Les jours suivants, il passa tout son temps libre à discuter avec la petite Talia. La jeune fille était originaire de Syrie et elle était arrivée en France environ six mois plus tôt. Presque toute sa famille avait été tuée dans son pays natal. C’était pour cette raison qu’elle habitait maintenant là, pour protéger ceux qui avaient survécu au drame. En lui racontant cette histoire, la voix de Talia tremblait, et on pouvait presque voir dans ses yeux tous ces hommes, tombant un à un sous les coups de feu. Jason ne savait plus quoi dire. Alors, pendant de longues minutes, plus personne ne parla. On percevait seulement le bruit du vent effleurant les herbes hautes. Jason chuchota dans l’oreille de Talia : « Je trouverai une solution, pour que toi et ta famille puissiez vivre normalement, je t’aiderai. » Cela toucha énormément Talia, même si elle ne savait pas vraiment ce qu’il pourrait faire pour eux. Le jeune homme raccompagna la fillette chez elle puis repartit de son côté. Au dîner, Talia fut le seul sujet de conversation. Les parents confièrent à Jason que ce serait compliqué, mais que s’il tenait vraiment à les aider, il y parviendrait. Pendant plusieurs jours, il ne pensa plus qu’à ça. Puis un jour, ce fut le déclic. Son père ! Il était patron d’une petite entreprise de maçonnerie. Et il repensa au père de Talia. En Syrie, il travaillait dans le bâtiment. Cela devint une évidence pour le garçon. Il devait aller en parler à son père. Dès qu’il fut en face de lui, sans prendre même le temps de lui dire bonjour, il lui demanda de s’assoir et lui proposa son idée. Le père lui répondit qu’il y réfléchirait, mais qu’il avait déjà bien assez d’employés dans son entreprise. Jason fut déçu de la réaction de son père, qu’il avait imaginée différente. Un mercredi après-midi, il passa chez Talia pour partager avec elle son idée. La fillette sourit et répondit qu’elle en parlerait à son père. Le soir même, son père lui annonça une bonne nouvelle. Il avait trouvé une place pour le père de Talia. Jason sauta de joie à l’idée de l’annoncer à celle-ci. Il remercia mille et une fois son père pour ce magnifique cadeau qu’il venait de faire à cette famille dans le besoin. Le lendemain, il courut chez Talia pour lui faire part de cette nouvelle. Quand elle l’apprit, elle pleura de joie. Un travail ! Son père n’avait cessé d’en chercher depuis qu’ils étaient arrivés en France, sans succès. Talia prit Jason dans les bras et lui dit ce mot, en français : « Merci ! »

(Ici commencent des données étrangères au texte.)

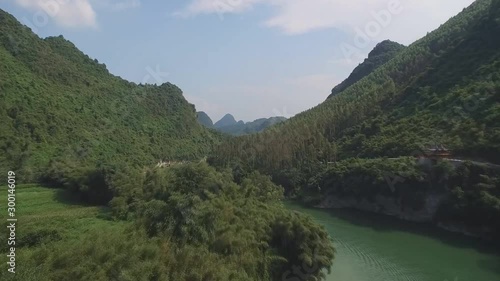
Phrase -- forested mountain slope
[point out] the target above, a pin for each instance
(443, 89)
(69, 124)
(204, 119)
(258, 125)
(57, 104)
(382, 53)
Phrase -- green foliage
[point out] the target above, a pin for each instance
(444, 88)
(382, 53)
(56, 102)
(194, 205)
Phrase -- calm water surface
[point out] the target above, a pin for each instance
(378, 248)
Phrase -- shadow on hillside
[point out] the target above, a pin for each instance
(72, 198)
(490, 265)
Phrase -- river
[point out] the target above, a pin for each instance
(372, 247)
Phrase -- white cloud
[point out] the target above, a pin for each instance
(121, 5)
(67, 13)
(217, 7)
(301, 16)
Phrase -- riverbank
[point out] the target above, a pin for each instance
(373, 247)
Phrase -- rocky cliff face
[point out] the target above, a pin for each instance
(394, 207)
(390, 206)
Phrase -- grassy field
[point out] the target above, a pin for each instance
(49, 219)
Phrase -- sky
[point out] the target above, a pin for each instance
(250, 58)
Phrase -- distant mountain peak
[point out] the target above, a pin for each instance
(382, 53)
(204, 119)
(227, 120)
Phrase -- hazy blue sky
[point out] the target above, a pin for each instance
(251, 58)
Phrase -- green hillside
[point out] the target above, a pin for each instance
(442, 89)
(382, 53)
(101, 208)
(57, 104)
(204, 119)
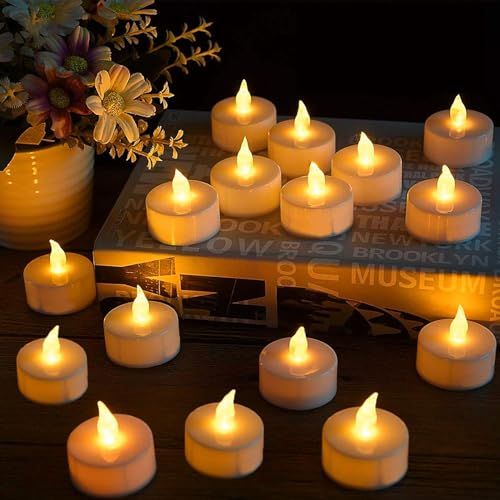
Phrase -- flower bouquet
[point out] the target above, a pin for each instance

Le père de la fillette commença à travailler quelques jours plus tard. Maintenant, les parents des deux enfants se connaissaient bien, ils étaient devenus amis. Talia s’était inscrite à l’école et toute sa famille était heureuse. Un soir, les parents de Jason lui annoncèrent une très bonne nouvelle. Une amie de sa mère acceptait de louer un petit appartement à Talia et aux siens, non loin de chez Jason. Il ne répondit même pas et enfila ses chaussures pour aller prévenir la jeune fille. Il annonça cette fois ci la nouvelle à toute la famille qui était assise par terre prête à manger. Tout le monde pleura de joie et ils lui offrirent un bol rempli d’un plat typique de leur pays. Un plat très, très épicé. Le jeune homme avait la bouche en feu, mais il essaya de ne pas le montrer. Il sourit pour mimer qu’il appréciait ce plat. Toute la famille rit en voyant le garçon devenir rouge comme une tomate.
Talia emménagea quelques temps plus tard et tous se retrouvaient, très souvent, chez Jason, pour dîner.